Description
//Pias//
£23.99 – 1xLP
Total tommy’s anticipated debut album.
The last few years for Jess Holt, the Sydney-based artist better known as total tommy, have been the kind where everything turns on its head and you come out of the other side a near-unrecognisable person. Even when the change is for the better, at some point you have to take stock of the bruises you’ve accumulated and the ones you’ve left on others too.

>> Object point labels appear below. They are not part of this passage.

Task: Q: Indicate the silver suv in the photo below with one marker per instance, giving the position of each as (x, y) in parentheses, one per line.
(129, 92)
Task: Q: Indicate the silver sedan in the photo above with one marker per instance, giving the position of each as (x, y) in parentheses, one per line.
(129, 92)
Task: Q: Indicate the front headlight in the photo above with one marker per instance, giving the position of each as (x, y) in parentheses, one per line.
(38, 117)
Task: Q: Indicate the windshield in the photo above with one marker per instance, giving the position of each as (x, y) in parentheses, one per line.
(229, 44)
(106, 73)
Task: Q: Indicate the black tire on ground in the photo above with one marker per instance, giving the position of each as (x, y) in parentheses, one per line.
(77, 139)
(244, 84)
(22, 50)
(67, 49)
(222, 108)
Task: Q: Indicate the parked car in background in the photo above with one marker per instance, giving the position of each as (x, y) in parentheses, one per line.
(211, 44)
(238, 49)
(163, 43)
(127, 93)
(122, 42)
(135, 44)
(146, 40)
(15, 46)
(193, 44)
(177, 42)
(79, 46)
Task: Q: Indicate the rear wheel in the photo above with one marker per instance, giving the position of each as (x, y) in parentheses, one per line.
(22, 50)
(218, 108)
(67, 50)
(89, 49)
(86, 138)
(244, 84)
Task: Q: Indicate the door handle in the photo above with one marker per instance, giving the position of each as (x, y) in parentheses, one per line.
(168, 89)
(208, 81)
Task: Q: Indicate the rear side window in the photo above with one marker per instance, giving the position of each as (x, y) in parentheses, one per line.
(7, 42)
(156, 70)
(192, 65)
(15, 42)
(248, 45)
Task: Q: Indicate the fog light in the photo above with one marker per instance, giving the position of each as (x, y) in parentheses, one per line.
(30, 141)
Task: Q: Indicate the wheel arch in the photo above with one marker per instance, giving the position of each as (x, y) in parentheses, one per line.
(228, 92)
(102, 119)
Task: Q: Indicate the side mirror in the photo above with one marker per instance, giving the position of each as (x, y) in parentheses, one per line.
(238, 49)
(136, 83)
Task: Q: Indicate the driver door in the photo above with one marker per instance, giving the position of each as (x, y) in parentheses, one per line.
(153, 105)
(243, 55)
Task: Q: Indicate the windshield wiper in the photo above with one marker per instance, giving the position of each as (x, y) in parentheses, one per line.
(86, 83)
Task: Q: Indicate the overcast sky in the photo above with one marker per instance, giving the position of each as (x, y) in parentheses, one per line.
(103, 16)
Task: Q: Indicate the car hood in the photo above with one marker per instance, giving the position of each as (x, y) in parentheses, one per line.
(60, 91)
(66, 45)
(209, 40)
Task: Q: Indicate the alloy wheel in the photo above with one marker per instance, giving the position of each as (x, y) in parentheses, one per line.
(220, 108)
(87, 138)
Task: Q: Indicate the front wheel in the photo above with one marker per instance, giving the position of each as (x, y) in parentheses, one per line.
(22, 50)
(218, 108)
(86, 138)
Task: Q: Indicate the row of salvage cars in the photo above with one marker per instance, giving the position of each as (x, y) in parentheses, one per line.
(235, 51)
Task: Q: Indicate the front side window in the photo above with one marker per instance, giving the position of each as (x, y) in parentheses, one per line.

Holt excels at heady, bubbly songs like “Plus One,” a Garbage-esque romp which, as Holt puts it, is “about sex, that’s all”; and “Girlfriend,” a playful and joyful ode to the obnoxious throes of new love. Yet there’s a beating pulse of vulnerability underscoring the album. On “Losing Out,” a powerful, heartsick track, she exorcises her anger at somebody who took advantage of her. “Stuck inside your house ‘cause you’re too scared to show your face / Haven’t told your wife and kids about the mess you made,” she sneers. “I’d delayed writing about this for a few months, but as soon as I started everything was super visceral and the lyrics formed in about fifteen minutes,” she says. “The first day demo we had was really special because it was so raw; I didn’t want to touch it because I wasn’t sure I’d be able to replicate what we captured on that day. But then I got [McDonald] to play live drums on the track and it lifted it to a whole other dimension.”
Meanwhile, on the album’s quietest ballad, ‘Ribs’, she heartbreakingly addresses a friend in a battle with anorexia: “I will always listen, answer when you call / Never let you fade out,” she promises. The heart of the album lies in “Adeline,” the last song that Holt wrote for it and the one that finally made it feel complete. Here, she addresses her teenage self in her worst moments, and vows that things will get better: “I need to remind you / You don’t have to do this anymore.” In true total tommy fashion, the song is quietly, overwhelmingly stirring; it feels like being struck at some random moment, maybe when you’re a little intoxicated with some people you love, that you’ve come a long way. Meaningfully, she co-wrote this one with her wife. “It was such a special experience — she’s got this way of calling out the bullshit,” Holt smiles.
There are a lot of different sides of total tommy on display across ‘bruises’: a romantic, a hedonist, a lost soul, a wise friend, an asshole, a sweetheart. What ties it all together is a newfound confidence; a sense of contentment and belief in exactly who she is, the kind that only comes from seeing what’s left after everything’s uprooted. “That was a really big time,” she says, looking back on the two years across which she wrote these songs. “I grew so much, I learnt so much about myself; I mostly feel like an adult now.” But these songs were never meant for navelgazing; they were meant to be played to a crowd, loud and with abandon. bruises is a document of blood, sweat, dilated pupils, warm flesh — aliveness.